Everyone complains about crowds and the fight to stay sane during that frenzy of last-minute Christmas shopping. I am the complete opposite. I love the crowds. To enjoy them fully, I delay my shopping until the final week before Christmas (if possible, the final weekend or even Christmas Eve). The mixture of desperation, toy store havoc and frayed nerves allows me to recede completely and wander around as if I'm filming the event instead of participating. Sure, some stuffed animals get trampled in the process, but the holiday crush are some of the few hours when I really feel the excitement and anticipation of the holiday as if I was a little kid again.

For extra thrills this weekend, I headed out to Flea World, one of Florida's largest flea markets. This place is more than big - it's row upon row upon row upon row of crap. A city of crap, complete with street maps and addresses. On entering, I saw a booth with nothing but sharp blades - knives, swords, axes, pikes, broadswords, everything. With all that's going on in the world, I had no clue there would be an extensive market for six-foot pikes. Within a half hour, I found another five booths in the flea market selling the exact same mix of sharpened weaponry. That's how big Flea World is - it has the room and foot traffic for a half-dozen dealers of swords and pikes.

The customers at Flea World wear black shirts proclaiming Hell Yes! Number 3 Will be Remembered Forever! Smoking is not only allowed, it appears to be encouraged. A full set of teeth on any one person is a rarity. The place was packed to the rafters, stacked full of junk and I loved it all. It was a hotbed of capitalism, with recent immigrants manning booths full of wooden carvings, belts, black light disco balls and 27 kinds of Jerky. I am constantly amazed at the courage of people willing to move to this country. I bought two belts from a Chinese woman who could barely say more than Good quality and Two for ten dollar. Could we ever go to China, set up a booth in a market and make a living selling leather belts to the locals in a language we don't speak? I doubt it. But these people do, probably so their kids can grow up in a country where the big problem is the service fees charged on Britney Spears tickets, not civil war.

One little booth at the front of Flea World was marked by a large Confederate flag across which were printed the words Heritage, Not Hate. The rest of the booth was stocked with similar stuff -- Confederate flags, bumper stickers, coolie cups and more, each making a claim that the flag was about heritage, states' rights or remembering #3, not about blacks, slavery or refusing to admit the Civil War was lost. The booth was manned by a middle-aged couple who looked like they needed sleep. The woman was wrapping a remote controlled race car for a gift.
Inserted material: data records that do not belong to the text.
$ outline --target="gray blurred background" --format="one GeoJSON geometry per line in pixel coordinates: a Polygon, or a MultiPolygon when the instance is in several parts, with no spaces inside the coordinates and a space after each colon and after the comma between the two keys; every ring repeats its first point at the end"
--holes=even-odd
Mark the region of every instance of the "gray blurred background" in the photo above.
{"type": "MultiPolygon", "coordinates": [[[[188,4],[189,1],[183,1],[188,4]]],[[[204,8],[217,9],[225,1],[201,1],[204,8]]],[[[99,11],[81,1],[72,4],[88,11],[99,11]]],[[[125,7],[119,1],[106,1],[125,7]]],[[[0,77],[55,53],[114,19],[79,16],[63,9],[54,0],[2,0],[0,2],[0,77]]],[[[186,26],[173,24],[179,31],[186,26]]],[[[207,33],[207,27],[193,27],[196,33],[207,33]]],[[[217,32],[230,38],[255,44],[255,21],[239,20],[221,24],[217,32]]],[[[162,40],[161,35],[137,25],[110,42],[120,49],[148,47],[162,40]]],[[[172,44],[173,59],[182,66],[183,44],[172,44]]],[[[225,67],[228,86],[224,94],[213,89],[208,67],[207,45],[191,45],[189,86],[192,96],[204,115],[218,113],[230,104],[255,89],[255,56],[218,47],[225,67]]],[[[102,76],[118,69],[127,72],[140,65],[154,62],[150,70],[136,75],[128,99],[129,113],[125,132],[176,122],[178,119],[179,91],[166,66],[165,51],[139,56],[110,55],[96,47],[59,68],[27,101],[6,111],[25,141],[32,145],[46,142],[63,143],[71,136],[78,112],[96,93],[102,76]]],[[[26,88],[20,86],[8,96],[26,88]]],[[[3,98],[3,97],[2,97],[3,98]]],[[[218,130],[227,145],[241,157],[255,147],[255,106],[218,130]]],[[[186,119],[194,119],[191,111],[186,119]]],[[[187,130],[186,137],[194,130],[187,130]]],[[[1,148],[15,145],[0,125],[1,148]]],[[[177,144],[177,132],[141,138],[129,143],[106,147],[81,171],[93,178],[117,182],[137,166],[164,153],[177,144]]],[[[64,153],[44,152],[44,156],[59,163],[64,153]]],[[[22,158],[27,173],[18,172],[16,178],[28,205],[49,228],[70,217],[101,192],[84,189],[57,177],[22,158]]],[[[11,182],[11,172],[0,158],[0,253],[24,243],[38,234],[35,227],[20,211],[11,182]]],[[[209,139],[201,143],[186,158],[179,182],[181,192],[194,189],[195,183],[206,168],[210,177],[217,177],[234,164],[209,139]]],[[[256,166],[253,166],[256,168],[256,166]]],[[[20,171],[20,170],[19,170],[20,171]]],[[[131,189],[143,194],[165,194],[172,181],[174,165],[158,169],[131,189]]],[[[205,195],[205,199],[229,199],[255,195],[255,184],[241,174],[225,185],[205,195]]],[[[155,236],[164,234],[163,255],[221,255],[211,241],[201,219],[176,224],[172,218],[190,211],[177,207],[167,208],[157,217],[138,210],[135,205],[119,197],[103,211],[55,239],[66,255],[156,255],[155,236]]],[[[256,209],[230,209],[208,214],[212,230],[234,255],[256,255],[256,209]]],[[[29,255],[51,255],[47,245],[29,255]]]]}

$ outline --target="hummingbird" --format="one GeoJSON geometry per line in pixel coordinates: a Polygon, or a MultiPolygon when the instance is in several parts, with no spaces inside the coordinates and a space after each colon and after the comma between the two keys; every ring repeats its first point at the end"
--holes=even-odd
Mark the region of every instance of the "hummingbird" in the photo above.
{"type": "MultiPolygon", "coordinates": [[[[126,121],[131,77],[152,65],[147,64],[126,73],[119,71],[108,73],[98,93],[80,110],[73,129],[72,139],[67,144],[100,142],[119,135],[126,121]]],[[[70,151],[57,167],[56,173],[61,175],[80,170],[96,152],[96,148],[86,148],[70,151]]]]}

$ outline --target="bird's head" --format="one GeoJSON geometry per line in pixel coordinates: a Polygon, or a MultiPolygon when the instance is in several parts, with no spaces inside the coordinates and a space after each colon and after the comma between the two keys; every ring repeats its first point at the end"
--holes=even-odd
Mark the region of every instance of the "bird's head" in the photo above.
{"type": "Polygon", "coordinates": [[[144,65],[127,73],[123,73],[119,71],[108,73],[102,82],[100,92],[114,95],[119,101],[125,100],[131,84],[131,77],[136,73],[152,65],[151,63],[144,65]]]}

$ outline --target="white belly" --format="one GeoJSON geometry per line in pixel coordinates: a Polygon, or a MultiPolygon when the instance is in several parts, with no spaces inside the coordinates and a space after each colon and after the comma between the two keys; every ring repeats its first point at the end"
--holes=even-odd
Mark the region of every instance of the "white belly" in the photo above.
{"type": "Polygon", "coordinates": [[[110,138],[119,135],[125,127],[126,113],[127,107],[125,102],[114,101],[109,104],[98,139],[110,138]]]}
They were alone, except for the occasional walkby who stopped at the booth's edge, read the various flags and moved on.

Considering the many t-shirt shops printing These Colors Don't Run and other patriotic slogans, the Confederate Flag shop was hardly the sole political voice in the place. Still, it felt weird and stranded. While I support their right to speak, I also felt oddly satisfied knowing that every time they opened shop, they were surrounded by a veritable United Nations of merchants who had more important things on their minds than issues of a war which ended 137 years ago. That reality said more about the situation than any protest could.